Y’a des trucs qu’on a du mal à expliquer. Par exemple : la vie, l’amour, les tentes rouges.
Il y a quelques temps, j’ai essayé d’expliquer les tentes rouges à une thérapeute. Elle pensait analyse. J’ai dit les femmes, le cadre sécure, la libération de la parole, la force de l’écoute bienveillante d’un groupe, la puissance des résonances. Elle a questionné l’absence du regard professionnel de la psychologue, de la sachante, de la personne « au-dessus » des autres de part un diplôme ou une formation.
Hier soir, j’ai essayé d’expliquer les tentes rouges à ma belle-mère. Elle pensait transmission d’informations rationnelles et immuables. J’ai dit le partage d’expériences, les mots apportés par chacune, les maux allégés d’avoir été parlés, les questions non-résolues et pourtant toujours transformées, transcendées. Elle a questionné la pertinence de l’introspection, « et si certaines disent des conneries, toi tu fais quoi ? ». Verticalité, toujours.
On ne dit jamais de « conneries » en partant de soi. On ne dit que sa vérité. Ta vérité n’est pas la mienne. Et pourtant, parfois, elle aide la mienne à prendre corps, à se définir, à se délimiter. Ta vérité t’appartient, et en reconnaissant sa légitimité, j’autorise la mienne à exister.
Tout le monde dit « les réponses sont en vous », « vous seul.e.s pouvez choisir la direction à donner à votre vie », « la connaissance de soi », blablabla… Mais la pensée verticale est partout.

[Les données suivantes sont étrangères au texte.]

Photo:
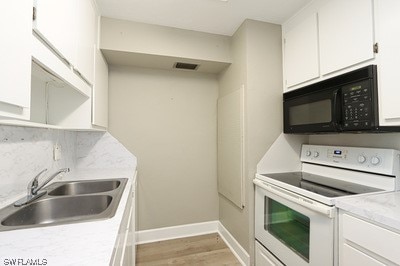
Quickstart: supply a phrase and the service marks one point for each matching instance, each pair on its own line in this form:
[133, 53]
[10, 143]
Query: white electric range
[295, 213]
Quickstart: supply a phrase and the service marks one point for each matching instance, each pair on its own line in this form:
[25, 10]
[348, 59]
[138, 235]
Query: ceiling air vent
[187, 66]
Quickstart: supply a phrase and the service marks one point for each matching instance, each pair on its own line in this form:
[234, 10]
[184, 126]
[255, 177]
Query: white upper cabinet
[55, 22]
[69, 27]
[15, 70]
[346, 34]
[301, 48]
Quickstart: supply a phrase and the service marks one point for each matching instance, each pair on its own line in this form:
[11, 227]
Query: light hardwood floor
[207, 249]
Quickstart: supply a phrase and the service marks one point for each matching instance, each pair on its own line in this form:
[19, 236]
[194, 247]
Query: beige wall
[122, 35]
[168, 120]
[257, 63]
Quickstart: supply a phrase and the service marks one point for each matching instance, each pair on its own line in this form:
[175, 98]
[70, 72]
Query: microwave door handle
[336, 116]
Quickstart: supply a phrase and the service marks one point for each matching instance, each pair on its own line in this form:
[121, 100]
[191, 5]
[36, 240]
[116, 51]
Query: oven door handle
[328, 211]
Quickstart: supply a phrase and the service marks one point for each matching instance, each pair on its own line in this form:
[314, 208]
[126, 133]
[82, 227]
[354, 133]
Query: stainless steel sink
[56, 210]
[85, 187]
[66, 202]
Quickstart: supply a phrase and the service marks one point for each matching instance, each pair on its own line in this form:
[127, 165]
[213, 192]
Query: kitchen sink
[85, 187]
[65, 203]
[55, 210]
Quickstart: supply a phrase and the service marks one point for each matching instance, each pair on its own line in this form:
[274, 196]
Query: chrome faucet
[34, 188]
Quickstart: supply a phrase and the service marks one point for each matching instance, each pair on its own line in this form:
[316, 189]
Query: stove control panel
[383, 161]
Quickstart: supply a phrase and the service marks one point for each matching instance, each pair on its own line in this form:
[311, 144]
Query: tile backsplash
[25, 151]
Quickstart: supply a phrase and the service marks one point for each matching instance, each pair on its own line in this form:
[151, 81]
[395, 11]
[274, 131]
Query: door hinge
[376, 48]
[34, 13]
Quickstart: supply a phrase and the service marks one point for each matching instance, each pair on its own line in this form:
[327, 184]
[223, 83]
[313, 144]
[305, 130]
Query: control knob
[361, 159]
[375, 160]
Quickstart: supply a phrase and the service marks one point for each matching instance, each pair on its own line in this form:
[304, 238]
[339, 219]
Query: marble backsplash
[26, 151]
[102, 150]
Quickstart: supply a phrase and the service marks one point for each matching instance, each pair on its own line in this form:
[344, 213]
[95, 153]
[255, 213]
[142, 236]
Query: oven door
[297, 230]
[316, 112]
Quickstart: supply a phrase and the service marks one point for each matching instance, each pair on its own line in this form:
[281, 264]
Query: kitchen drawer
[371, 237]
[355, 257]
[265, 258]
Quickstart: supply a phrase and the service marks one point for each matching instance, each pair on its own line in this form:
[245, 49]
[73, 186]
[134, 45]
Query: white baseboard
[240, 253]
[187, 230]
[165, 233]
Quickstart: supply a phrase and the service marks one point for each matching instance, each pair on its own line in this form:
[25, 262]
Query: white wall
[128, 36]
[168, 120]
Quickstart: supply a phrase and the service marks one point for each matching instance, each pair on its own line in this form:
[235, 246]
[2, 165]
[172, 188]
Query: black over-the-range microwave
[346, 103]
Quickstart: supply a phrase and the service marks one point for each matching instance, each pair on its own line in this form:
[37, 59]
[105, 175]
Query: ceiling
[212, 16]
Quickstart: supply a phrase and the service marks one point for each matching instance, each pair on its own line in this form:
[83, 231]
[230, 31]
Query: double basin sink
[66, 202]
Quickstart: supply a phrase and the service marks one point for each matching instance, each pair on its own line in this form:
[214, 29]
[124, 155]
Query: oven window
[290, 227]
[310, 113]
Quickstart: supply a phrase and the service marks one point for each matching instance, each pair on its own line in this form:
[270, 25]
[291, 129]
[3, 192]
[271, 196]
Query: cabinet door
[100, 92]
[351, 256]
[56, 23]
[85, 39]
[346, 34]
[16, 42]
[301, 52]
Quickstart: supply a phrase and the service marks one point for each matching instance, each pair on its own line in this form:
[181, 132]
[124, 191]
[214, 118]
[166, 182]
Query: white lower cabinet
[365, 243]
[125, 245]
[264, 257]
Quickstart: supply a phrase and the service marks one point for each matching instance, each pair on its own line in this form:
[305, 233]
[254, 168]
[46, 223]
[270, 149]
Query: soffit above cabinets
[212, 16]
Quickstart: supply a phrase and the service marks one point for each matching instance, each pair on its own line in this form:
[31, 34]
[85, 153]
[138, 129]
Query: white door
[346, 34]
[301, 62]
[100, 92]
[15, 46]
[86, 38]
[388, 38]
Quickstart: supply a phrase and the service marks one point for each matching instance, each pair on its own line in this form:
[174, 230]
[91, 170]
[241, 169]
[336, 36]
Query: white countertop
[85, 243]
[383, 208]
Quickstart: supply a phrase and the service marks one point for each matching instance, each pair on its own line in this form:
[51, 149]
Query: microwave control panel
[357, 105]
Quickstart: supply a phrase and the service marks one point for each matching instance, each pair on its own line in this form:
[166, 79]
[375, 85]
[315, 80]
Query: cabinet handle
[376, 48]
[34, 13]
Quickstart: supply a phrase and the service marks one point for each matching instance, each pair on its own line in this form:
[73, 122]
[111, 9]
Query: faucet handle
[35, 181]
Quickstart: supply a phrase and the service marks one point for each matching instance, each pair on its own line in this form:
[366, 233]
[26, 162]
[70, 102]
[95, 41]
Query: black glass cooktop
[322, 185]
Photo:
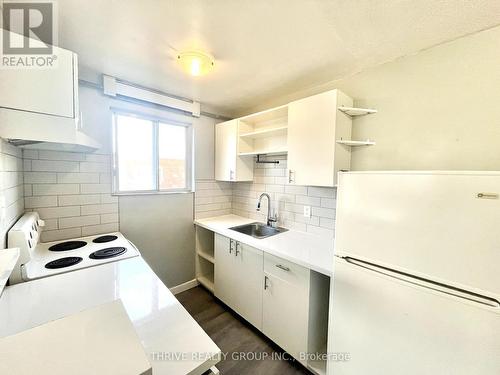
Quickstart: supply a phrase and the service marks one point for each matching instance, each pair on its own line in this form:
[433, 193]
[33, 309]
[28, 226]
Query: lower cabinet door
[249, 283]
[285, 314]
[224, 272]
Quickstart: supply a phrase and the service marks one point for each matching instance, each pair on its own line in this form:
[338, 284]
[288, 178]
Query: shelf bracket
[266, 161]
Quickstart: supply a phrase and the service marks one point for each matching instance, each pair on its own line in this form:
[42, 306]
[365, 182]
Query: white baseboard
[184, 286]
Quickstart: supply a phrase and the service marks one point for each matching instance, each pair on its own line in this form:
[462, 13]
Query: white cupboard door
[285, 314]
[49, 91]
[224, 270]
[311, 140]
[225, 150]
[391, 326]
[249, 284]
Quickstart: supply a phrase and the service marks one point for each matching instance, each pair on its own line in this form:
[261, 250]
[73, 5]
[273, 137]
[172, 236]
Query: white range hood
[35, 130]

« Les réponses sont en vous », et un pro vous les signalera. « Vous seul.e.s pouvez choisir la direction à donner à votre vie » après avoir suivi les conseils avisés d’un.e coach ou d’un.e thérapeute. « La connaissance de soi », c’est la clé, voici comment y parvenir.

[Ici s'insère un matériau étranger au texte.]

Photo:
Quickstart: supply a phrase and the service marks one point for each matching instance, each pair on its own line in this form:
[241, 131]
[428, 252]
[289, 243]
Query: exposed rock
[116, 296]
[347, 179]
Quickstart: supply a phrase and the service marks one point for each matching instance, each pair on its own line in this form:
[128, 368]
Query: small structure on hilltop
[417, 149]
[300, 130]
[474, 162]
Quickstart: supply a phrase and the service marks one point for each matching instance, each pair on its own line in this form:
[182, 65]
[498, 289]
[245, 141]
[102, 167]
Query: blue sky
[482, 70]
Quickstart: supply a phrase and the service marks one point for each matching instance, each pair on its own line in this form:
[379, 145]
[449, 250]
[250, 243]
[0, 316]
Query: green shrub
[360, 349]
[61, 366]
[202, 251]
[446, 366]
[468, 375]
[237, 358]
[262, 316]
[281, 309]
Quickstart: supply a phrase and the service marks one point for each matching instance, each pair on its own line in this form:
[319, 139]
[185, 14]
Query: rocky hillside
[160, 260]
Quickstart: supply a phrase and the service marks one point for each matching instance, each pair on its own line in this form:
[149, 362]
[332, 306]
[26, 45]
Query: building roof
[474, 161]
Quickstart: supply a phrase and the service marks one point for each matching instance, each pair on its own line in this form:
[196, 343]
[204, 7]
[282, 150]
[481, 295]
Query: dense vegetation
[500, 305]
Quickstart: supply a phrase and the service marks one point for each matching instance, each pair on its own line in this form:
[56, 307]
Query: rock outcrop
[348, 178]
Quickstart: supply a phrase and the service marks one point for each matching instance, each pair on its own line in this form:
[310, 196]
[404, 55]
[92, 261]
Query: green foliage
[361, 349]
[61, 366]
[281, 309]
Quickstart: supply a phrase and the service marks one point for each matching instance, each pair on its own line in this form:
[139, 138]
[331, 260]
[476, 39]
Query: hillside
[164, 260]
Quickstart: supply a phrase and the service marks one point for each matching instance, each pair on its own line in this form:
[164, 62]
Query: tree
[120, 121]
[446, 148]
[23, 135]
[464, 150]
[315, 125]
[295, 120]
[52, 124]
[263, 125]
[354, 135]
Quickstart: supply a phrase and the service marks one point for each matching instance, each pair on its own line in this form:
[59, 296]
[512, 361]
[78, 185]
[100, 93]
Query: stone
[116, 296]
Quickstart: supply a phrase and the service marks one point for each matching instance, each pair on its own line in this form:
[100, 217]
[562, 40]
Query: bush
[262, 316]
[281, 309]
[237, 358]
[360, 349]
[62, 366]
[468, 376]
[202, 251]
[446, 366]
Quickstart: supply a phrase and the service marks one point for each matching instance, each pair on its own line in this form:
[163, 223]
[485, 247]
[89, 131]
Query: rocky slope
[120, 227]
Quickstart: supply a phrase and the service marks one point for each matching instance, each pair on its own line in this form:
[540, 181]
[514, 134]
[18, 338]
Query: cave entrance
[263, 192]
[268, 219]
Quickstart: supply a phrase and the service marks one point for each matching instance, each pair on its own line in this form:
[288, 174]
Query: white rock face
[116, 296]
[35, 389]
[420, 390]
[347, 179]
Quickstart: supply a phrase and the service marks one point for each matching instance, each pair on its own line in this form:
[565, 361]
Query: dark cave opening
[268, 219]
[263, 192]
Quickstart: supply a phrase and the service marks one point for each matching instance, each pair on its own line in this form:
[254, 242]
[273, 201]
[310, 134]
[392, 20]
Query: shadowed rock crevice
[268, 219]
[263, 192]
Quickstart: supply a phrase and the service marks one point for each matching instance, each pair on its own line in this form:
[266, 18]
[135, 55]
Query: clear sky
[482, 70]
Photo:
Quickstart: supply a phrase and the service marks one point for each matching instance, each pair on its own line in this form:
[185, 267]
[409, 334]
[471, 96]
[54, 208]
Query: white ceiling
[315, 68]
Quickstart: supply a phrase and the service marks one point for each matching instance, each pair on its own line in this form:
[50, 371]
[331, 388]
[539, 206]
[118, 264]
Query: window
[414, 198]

« La grossesse n’est pas une maladie », juste une période de votre vie que vous passerez sous haute surveillance médicale, avec prises de sang mensuelles, analyses d’urines, compléments alimentaires, infantilisation et remise en question de votre autonomie (la législation française reconnaît « l’état de vulnérabilité » de la femme enceinte, c’est un détail intéressant à connaître, je vous invite à creuser cette question et tout ce qu’elle implique…). « Les femmes savent accoucher par elles-mêmes » sous haute surveillance médicale dans une salle aseptisée saucissonnées à un monito avec un toucher vaginal toutes les heures et si ça bouge pas assez vite on dégaine le synto / les ventouses / la césa. « Les parents savent ce qui est le mieux pour leur bébé » et sont libres de leurs choix tant que ceux-ci sont validés par un pédiatre.
Dans le « développement personnel », de la verticalité. Dans la grossesse, la naissance, la parentalité, de la verticalité. Dans notre relation au monde et aux autres, dans notre société hiérarchisée et patriarcale, de la verticalité.

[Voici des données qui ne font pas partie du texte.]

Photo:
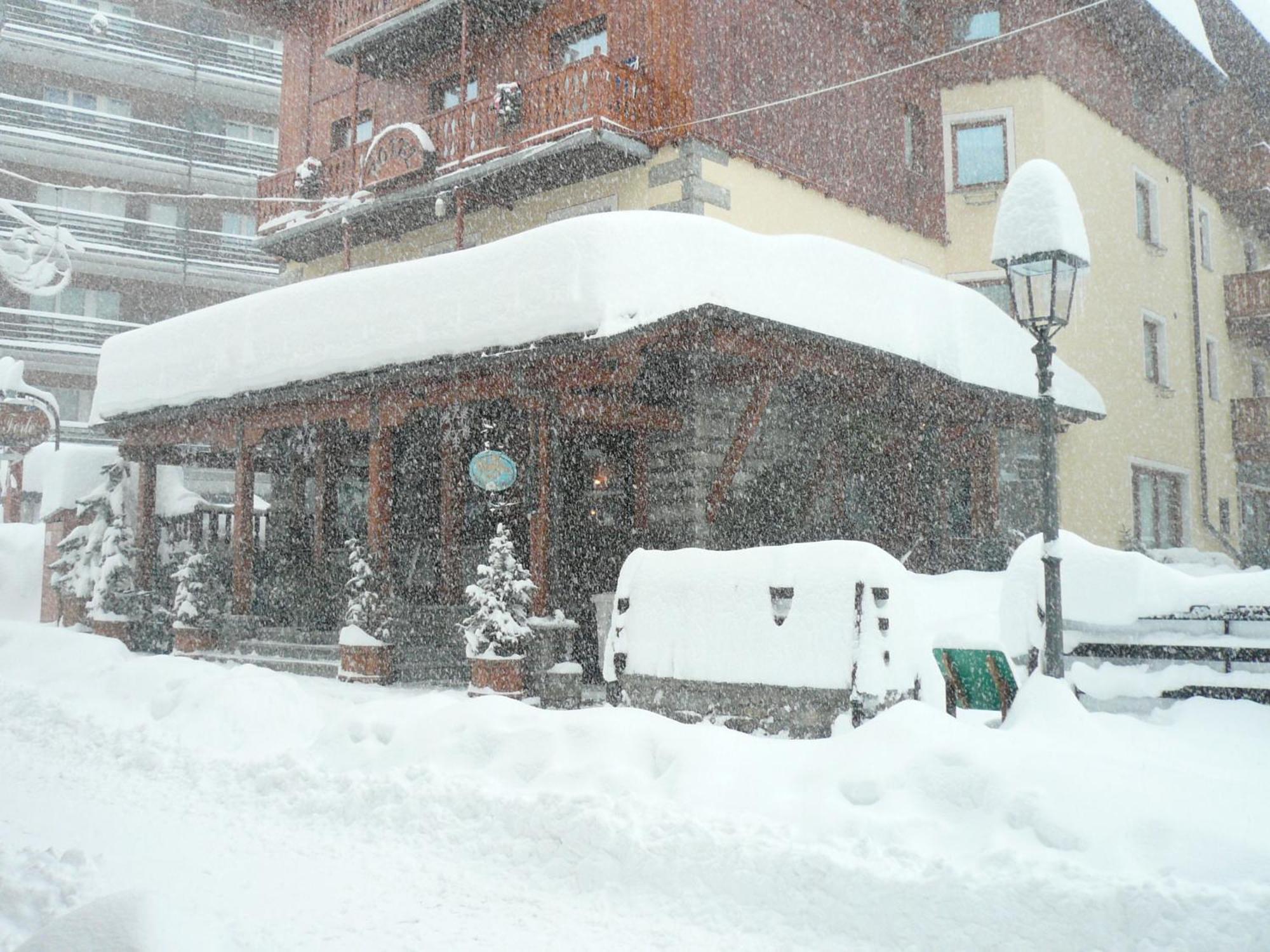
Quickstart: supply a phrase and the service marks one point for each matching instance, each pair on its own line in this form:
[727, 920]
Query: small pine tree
[500, 601]
[200, 593]
[368, 604]
[98, 560]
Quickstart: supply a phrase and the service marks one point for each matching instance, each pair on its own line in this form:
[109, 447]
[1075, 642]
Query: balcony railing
[62, 25]
[62, 333]
[162, 244]
[1248, 300]
[137, 138]
[1250, 422]
[594, 93]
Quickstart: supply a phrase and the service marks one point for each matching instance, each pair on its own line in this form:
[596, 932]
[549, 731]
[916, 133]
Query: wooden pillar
[641, 487]
[13, 494]
[324, 498]
[148, 532]
[449, 577]
[244, 527]
[379, 522]
[540, 524]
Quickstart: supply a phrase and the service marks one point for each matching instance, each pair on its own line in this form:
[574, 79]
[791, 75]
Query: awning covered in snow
[595, 276]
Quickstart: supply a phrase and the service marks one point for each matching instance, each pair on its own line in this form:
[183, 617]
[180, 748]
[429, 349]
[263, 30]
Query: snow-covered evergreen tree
[368, 602]
[501, 602]
[200, 593]
[98, 560]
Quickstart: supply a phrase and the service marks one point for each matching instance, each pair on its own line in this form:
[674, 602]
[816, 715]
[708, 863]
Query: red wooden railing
[1250, 423]
[1248, 295]
[595, 92]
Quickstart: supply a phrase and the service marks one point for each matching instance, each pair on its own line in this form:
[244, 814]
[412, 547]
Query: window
[261, 135]
[444, 95]
[82, 303]
[1154, 350]
[980, 154]
[982, 25]
[168, 215]
[1158, 508]
[914, 136]
[961, 503]
[580, 43]
[1147, 204]
[1215, 390]
[90, 102]
[78, 201]
[342, 130]
[1206, 239]
[238, 225]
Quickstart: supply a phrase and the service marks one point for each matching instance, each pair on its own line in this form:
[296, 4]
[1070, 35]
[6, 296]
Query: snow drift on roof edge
[599, 275]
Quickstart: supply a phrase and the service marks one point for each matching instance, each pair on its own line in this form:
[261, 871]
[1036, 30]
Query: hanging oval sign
[492, 472]
[22, 427]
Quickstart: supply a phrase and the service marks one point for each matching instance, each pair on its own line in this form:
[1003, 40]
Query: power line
[885, 74]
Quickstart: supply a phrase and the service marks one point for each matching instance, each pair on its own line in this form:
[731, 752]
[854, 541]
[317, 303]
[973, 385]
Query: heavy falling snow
[716, 475]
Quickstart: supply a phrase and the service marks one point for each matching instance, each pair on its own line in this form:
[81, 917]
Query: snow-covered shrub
[200, 597]
[368, 601]
[98, 560]
[501, 602]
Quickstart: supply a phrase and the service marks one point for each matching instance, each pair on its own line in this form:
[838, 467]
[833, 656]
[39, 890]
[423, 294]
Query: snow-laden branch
[35, 258]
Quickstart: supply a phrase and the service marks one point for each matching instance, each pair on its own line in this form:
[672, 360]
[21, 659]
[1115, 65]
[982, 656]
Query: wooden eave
[523, 374]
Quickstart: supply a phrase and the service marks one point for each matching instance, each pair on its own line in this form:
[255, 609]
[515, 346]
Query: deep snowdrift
[302, 814]
[582, 276]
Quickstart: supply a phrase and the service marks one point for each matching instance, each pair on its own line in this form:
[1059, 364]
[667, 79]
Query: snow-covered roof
[1039, 213]
[1258, 13]
[1183, 16]
[594, 276]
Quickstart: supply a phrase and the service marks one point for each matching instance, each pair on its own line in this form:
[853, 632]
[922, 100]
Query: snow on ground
[307, 816]
[22, 548]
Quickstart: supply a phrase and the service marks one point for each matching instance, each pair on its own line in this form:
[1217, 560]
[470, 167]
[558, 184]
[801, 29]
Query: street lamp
[1042, 244]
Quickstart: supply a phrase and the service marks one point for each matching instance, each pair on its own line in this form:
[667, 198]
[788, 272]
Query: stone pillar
[540, 524]
[324, 498]
[148, 530]
[450, 582]
[244, 527]
[379, 517]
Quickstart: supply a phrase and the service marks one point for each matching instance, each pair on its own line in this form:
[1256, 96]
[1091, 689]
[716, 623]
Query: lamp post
[1042, 244]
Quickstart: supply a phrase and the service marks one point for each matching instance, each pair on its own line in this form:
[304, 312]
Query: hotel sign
[22, 427]
[399, 150]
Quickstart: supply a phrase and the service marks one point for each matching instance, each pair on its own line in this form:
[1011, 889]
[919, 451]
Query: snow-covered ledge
[364, 658]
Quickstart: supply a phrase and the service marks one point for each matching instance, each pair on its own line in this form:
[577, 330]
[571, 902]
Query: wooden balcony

Est-ce qu’on a besoin, parfois, de cette relation sachant-apprenant, soignant-soigné ? Est-ce qu’on a besoin, parfois, qu’on nous prenne en main, qu’on nous prenne en charge, qu’on nous indique le chemin ? Oui, probablement. Ce type d’échanges existe, on y a facilement accès, on y a (de plus en plus) facilement recours, et c’est bien. Les bouquins, les thérapeutes, les professionnels de santé ont toute leur place et leur légitimité. Mais on a besoin aussi, en premier de l’écoute et du soutien de ses pairs.
Et si, pour s’affranchir des protocoles, de la sur-médicalisation, de l’infantilisation, pour reprendre le pouvoir sur son corps et sur ses choix pendant la grossesse, la naissance, et la suite, il fallait commencer par se réapproprier cette libre circulation de la parole ? Si tout partait de là ? La tente rouge, c’est plus qu’un cercle de femmes, c’est une vision du monde. Alors, forcément, comme la vie et l’amour, c’est difficile à expliquer.
Laisser chacune reprendre sa juste place, celle qui parle fort et facilement, celle qui pleure et qui cherche sa direction dans une parole encore balbutiante, empêtrée d’émotions, celle qui facilite, celle qui amène du rire, celle qui fait sauter les barrières, celle qui chuchote, celle qui sourit, celle qui ouvre des horizons. Laisser les choses se poser et se reposer, oser s’exprimer, s’affirmer, se faire confiance, engranger de la confiante. Pas de sachant.e, pas de thérapeute, pas de parole d’évangile, pas de conseil, pas de jugement, pas de verticalité. Juste une parole horizontalement accueillie et respectée.
J’ai vécu ça hier soir. C’était précieux, intense, puissant, fragile, magique. Et comme la vie et l’amour, ça s’explique pas.